Sunday, July 23, 2017

How not to make millions predicting cryptocurrency prices with social media sentiment scores


Sometimes hobbies can teach you basic survival skills.  In a world where machines are likely to replace many of today’s jobs, I figured that rolling up my sleeves and jumping into deep learning during my recent summer vacation would be both fun and useful.  In any case, I find it helpful to understand the work that I will eventually need to manage in my career.  As a passion and hobby blog, here are my musings into machine learning/deep learning.


I started with a business problem that I wanted to solve.  I’ve always been curious about cryptocurrencies and hypothesized that the market could be more open than the traditional stock market: a prime opportunity for data to help predict prices.  Moreover, investment firms have long hired the best mathematicians and computer scientists to model trade data.  With only a few days to dedicate to this project, I knew I wasn’t going to come up with anything too groundbreaking.  As an avid Redditor, I often wonder:  What if the information contained in reddit comments could serve as features to predict cryptocurrency prices like bitcoin, litecoin, ethereum, etc.?


First off, I delved into the Machine Learning for Trading course by Georgia Tech delivered through Udacity.   I really love MOOCs and wish they existed back when I was in HS and university.  This MOOC was very informative and the programming language used, Python, is my second favourite (after Groovy).  The concepts from stock market trading decisions from probabilistic machine learning approaches translate well to cryptocurrency trading decisions.  I also decided to use pythonanywhere.com as my cloud IDE.  It’s a cheap, clean and efficient dev environment and with great technical support.
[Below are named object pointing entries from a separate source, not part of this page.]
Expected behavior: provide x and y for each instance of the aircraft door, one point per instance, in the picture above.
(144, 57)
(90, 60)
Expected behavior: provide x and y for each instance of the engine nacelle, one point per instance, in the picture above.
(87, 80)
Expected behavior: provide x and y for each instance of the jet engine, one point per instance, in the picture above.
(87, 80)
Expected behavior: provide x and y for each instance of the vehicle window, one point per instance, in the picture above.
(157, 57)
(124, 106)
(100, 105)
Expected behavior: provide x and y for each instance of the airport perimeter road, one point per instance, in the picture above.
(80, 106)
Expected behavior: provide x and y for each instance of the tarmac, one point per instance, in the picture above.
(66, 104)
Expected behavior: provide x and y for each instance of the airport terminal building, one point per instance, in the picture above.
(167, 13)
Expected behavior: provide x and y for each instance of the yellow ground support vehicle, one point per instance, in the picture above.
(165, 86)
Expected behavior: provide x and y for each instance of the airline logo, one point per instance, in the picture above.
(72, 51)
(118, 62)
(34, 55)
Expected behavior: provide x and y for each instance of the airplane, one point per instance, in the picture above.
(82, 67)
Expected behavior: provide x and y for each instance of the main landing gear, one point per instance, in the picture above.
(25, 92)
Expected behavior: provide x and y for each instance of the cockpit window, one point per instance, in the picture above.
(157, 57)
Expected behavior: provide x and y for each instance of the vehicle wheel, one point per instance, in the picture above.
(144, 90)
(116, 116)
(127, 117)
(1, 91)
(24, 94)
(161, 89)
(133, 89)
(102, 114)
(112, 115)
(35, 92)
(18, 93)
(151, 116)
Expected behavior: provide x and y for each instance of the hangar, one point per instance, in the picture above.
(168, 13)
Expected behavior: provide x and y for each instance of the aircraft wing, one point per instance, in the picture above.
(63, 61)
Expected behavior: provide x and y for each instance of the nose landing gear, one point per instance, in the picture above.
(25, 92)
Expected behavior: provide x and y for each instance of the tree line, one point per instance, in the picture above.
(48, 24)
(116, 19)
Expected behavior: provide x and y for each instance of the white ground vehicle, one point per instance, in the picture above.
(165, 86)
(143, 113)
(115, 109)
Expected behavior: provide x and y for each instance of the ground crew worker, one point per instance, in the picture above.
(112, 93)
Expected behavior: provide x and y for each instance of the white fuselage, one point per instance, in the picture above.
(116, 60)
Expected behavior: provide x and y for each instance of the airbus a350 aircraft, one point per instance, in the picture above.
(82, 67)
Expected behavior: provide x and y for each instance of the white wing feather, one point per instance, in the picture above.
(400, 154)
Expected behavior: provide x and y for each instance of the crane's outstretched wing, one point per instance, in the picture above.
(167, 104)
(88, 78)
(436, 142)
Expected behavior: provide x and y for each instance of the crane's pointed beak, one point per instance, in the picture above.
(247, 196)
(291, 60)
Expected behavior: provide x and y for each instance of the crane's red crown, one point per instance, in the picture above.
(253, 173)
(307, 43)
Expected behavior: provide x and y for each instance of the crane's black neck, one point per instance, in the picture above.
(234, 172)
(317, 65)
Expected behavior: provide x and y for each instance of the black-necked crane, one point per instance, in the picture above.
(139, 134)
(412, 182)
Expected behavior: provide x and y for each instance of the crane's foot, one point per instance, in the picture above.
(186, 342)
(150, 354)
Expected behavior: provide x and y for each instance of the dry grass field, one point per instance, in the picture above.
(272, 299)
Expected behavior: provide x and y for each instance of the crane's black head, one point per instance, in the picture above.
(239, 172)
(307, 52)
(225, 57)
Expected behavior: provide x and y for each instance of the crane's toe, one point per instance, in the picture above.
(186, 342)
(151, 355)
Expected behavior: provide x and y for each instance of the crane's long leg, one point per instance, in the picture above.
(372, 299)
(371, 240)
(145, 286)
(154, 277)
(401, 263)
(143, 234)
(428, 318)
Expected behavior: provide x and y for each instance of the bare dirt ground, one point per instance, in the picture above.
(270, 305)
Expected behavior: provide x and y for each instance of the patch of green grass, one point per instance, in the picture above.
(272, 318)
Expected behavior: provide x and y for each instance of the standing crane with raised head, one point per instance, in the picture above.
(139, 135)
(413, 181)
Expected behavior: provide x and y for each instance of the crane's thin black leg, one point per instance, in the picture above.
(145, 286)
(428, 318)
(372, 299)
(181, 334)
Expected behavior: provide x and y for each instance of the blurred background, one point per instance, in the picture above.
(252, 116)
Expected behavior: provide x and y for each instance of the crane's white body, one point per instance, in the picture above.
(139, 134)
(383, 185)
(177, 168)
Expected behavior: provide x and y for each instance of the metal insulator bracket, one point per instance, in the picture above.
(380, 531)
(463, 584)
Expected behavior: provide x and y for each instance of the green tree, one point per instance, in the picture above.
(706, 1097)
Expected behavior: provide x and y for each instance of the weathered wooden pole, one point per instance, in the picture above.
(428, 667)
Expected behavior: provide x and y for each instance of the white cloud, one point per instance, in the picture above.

Next, I needed data and lots of it!  This was definitely the most challenging step.  Getting cryptocurrency time series data that is highly granular and for free, took quite a bit of googling.  I eventually settled on writing a little script to access the API from cryptocompare.com.  Using python Pandas, I was able to save dataframe data into cvs files.  Now for the social media information, I used the popular PRAW Python Reddit API Wrapper to pull the top 25 comments from the top 25 posts of the top 25 subreddits.  I saved the upvote score into a table and used TextBlob to get the sentiment score of the comment itself.  This would be the basis of my main feature to help predict the currency prices.  On a side note, I also looked at using the Watson API from IBM’s Bluemix.  It provided a lot more information on the emotions found in the reddit comments. The API call limitations meant that there would be a cost associated with obtaining the sentiment for each of the 1000s of Reddit comments. Needless to say, my decision to use TextBlob was a no-brainer.


With the reddit comments data and associated sentiment scores, I created a time series table (dataframe) that lined up the comment time to the price time.  A little googling and stackoverflow later, I had my data ready for analysis.


Now the fun part could begin.  Using Google’s Open Source TensorFlow library, I created a neural net model that took the inputs from some of the cryptocurrency prices and sentiment scores with the output of the price of a single cryptocurrency.  Luckily, the fine folks that created Keras made it very easy to create neural net models from data.  Keras truly lowers the barrier of entry into deep learning.  Combined with Dr. Jason Brownlee’s tutorials, anyone with basic programming experience can start experimenting with deep learning.


Unfortunately, I didn’t make millions (of course) with my predictive model.  My hypothesis that the “internet’s” sentiment of positivity vs. negativity, derived from reddit comments, was a predictor of bitcoin, litecoin or ethereum prices was not supported by the models generated by my data. I did learn firm hand that data are really king and predictive algorithms are a dime a dozen. Eventually, I remembered to leave my home office to enjoy the warm summer weather!  Maybe next year, I’ll try and get higher quality data with a more granular analysis of emotions from social media combined with longer time series.  Or, you never know, a machine may be writing my next blog article...